Salt Lake Chamber President/CEO Derek Miller also sees the long-running experiment in remote work as a relative success.

“I think we’ve all learned a lot over the past seven months,” Miller said. “Remote work is not at all a new concept, but out of necessity we’ve put it to a test and, first and foremost, we’ve found that it can work.

“In many ways, it’s highlighted that where we may not have seen flexibility before, we’ve found it.”

Miller also remains very concerned about some of the downstream impacts of the shift to remote work, particularly as they relate to those business that, like the majority of state workers whose tasks can’t be accommodated from home, don’t have an easy internet-based analog.

Miller noted every business across the state that relies on an in-person business model is struggling at some level. Most restaurants, many retailers, sporting and entertainment events and venues, fitness centers, recreation activities — and all the travel and accommodations that go with them — have seen business virtually evaporate amid the restrictions brought about by the novel coronavirus.

Miller said an informal chamber survey of downtown businesses had findings closely mirroring what respondents reported in the Deseret News/Hinckley Institute poll about the number of employees working remotely versus those still reporting to work in person. When only 30% of the tens of thousands of pre-pandemic daily Salt Lake City commuters are headed downtown for work everyday, a downtown ecosystem that is so reliant on those humans is taking a massive hit.
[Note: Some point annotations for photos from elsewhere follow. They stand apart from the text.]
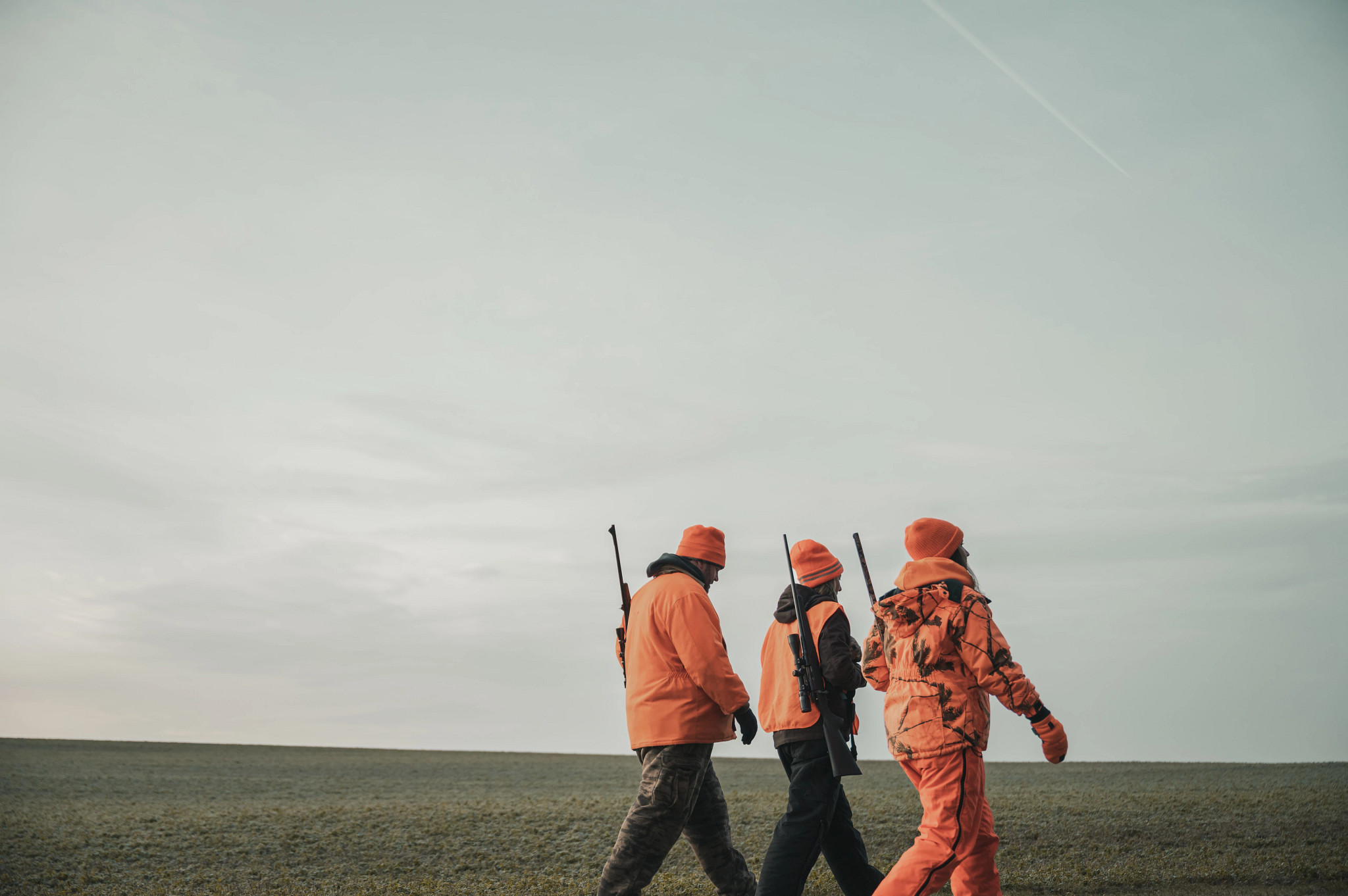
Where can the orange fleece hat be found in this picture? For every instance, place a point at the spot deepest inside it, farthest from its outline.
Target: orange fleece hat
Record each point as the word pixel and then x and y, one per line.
pixel 932 538
pixel 813 564
pixel 704 543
Miller said he believes getting back to work can happen safely even amid the ongoing spike in COVID-19 cases.

“What we’re seeing, what businesses are showing is, we can get back to work safely,” Miller said. “I really want to see that happen. The current COVID-19 data reflects that most people are not getting sick from any workplace exposures but from outside of work, from those casual interactions.”

Besides laying low the models of so many Utah businesses, remote work comes with its own set of functional downsides.
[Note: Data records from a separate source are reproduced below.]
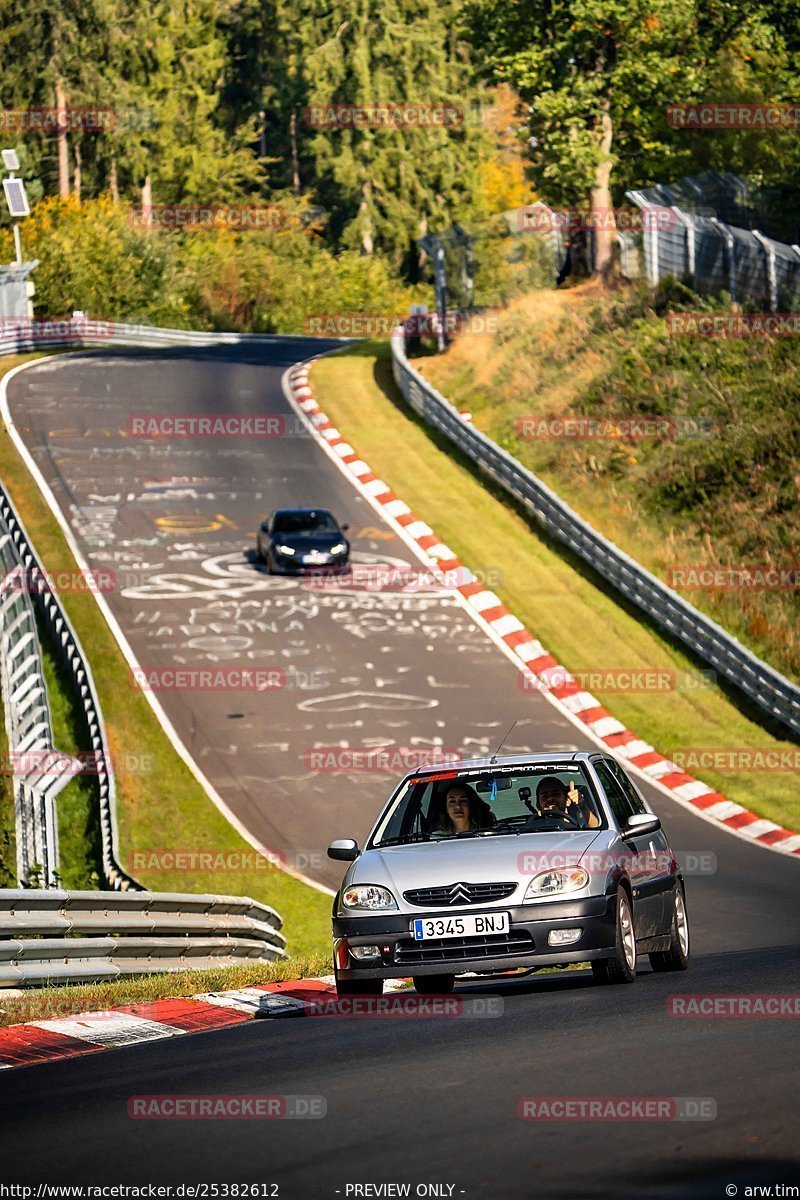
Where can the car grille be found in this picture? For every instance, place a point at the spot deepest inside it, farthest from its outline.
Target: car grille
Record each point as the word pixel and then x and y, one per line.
pixel 459 893
pixel 458 949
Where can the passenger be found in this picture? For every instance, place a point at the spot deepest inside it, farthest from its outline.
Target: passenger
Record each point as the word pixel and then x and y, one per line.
pixel 553 799
pixel 464 810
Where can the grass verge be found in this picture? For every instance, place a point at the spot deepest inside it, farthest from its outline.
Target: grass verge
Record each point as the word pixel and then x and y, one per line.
pixel 44 1003
pixel 577 619
pixel 720 490
pixel 162 807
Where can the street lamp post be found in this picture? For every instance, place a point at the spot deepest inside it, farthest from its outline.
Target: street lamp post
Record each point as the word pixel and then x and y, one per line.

More than half the respondents to the Utah Clean Air Partnership survey said their biggest concern was the limited connections with co-workers and a decreased “sense of team.”
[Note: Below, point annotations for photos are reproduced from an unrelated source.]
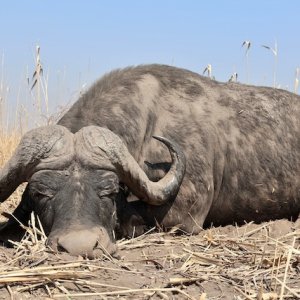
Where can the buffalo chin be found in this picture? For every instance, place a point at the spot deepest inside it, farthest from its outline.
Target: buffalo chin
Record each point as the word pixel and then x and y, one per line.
pixel 87 242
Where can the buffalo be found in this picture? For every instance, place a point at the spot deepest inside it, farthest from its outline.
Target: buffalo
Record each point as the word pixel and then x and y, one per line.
pixel 155 145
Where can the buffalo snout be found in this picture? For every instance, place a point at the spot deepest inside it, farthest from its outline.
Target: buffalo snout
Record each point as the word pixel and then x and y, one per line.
pixel 86 242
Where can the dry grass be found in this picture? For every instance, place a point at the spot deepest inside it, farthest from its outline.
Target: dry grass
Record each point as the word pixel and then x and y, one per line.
pixel 247 261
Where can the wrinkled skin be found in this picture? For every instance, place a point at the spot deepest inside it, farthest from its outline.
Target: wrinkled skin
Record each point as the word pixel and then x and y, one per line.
pixel 241 145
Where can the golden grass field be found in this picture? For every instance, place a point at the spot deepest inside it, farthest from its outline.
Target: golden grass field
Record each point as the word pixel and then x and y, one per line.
pixel 254 261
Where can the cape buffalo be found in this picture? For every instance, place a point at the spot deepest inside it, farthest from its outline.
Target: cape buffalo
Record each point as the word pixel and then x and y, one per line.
pixel 234 157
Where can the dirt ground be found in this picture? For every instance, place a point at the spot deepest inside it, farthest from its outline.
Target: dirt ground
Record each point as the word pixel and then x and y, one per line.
pixel 248 262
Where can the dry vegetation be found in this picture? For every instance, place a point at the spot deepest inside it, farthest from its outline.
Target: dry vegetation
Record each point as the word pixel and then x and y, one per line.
pixel 249 262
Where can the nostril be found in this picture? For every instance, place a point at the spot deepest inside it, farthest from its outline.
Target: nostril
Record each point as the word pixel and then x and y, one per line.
pixel 61 248
pixel 96 245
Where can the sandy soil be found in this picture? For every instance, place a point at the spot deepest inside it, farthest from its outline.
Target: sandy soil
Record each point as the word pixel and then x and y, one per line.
pixel 249 262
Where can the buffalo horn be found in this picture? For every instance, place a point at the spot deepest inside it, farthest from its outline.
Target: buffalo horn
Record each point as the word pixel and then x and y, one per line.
pixel 33 150
pixel 104 143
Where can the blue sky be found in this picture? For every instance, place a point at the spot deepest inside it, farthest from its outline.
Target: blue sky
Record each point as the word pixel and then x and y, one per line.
pixel 81 40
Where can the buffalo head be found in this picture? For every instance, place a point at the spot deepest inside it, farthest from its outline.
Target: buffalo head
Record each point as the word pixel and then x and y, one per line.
pixel 73 181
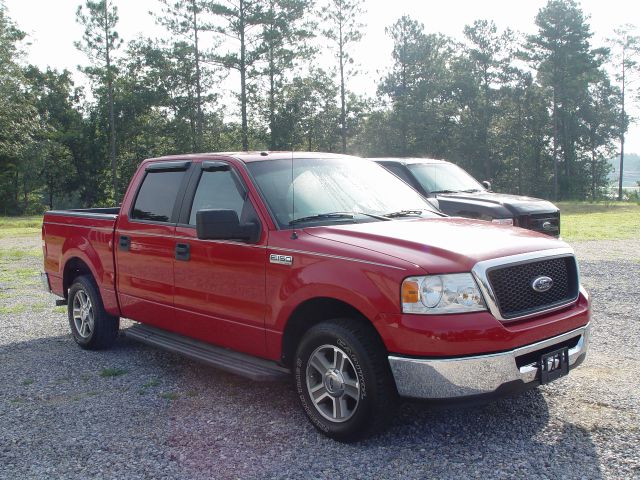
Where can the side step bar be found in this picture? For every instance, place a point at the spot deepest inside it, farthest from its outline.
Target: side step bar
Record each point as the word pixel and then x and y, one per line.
pixel 241 364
Miller noted that in a world dominated by endless Zoom meetings, every conversation has to be scheduled and the isolation of remote working runs contrary to the “millennia of heredity that’s made us the social creatures that we are.”

Mottishaw noted not everyone has a personal predisposition, or home environment, that gels with remote work.

“There are always going to be a faction of people who just want to come to work at the office and for whom that is the best work setting,” Mottishaw said. “And some employees who have small homes or live in apartments may just be feeling stuck right now.”